Worum es geht, stellt Ralf Sotscheck (in der tageszeitung vom 1.10.2009) prägnant klar: «Der Vertrag von Lissabon erhebt die Privatisierungspolitik zum Gebot, er stärkt den Europäischen Gerichtshof und seine arbeitnehmerfeindlichen Urteile, er schränkt die eigenständige Außenpolitik weiter ein und treibt vor allem die Militarisierung der EU voran. Bislang hatten, zumindest formal, die Mitgliedstaaten einen gewissen Ermessens- oder Interpretationsspielraum, wie denn „Dienstleistungen im allgemeinen wirtschaftlichen Interesse“ zu regeln seien. Nun aber kann die EU-Ebene diese Interpretation vorgeben. Zwar standen die Dienstleistungen schon bisher unter hohem Privatisierungsdruck seitens der EU, doch der Lissabon-Vertrag verstärkt das in Artikel 14 noch. Die fatalen Folgen der Privatisierung von Eisenbahn und Wasser sind in Großbritannien zu besichtigen.

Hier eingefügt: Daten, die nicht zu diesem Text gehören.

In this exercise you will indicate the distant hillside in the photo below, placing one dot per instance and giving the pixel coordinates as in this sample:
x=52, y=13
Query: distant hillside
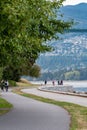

In dem Zusatzprotokoll für Irland wird auf Wunsch der irischen Regierung noch mal auf die Grundrechtecharta hingewiesen, die angeblich die Arbeitnehmerrechte sichert. Diese Charta ist im Vergleich zu den üblicherweise bestehenden internationalen sozialen Verpflichtungen europäischer Länder extrem schwach. Aber das EU-Recht steht immer noch darüber, und der Europäische Gerichtshof lässt keinen Zweifel daran, dass er das EU-Recht auch über die nationalen Verfassungen stellt».
Daß dieser Vertrag auch der deutschen Verfassung widerspricht, zeigen die Herren Buchner und Striedl.

Salvum fac populum tuum, Domine, et benedic hereditati tuae et rege eos et extolle illos usque in aeternum!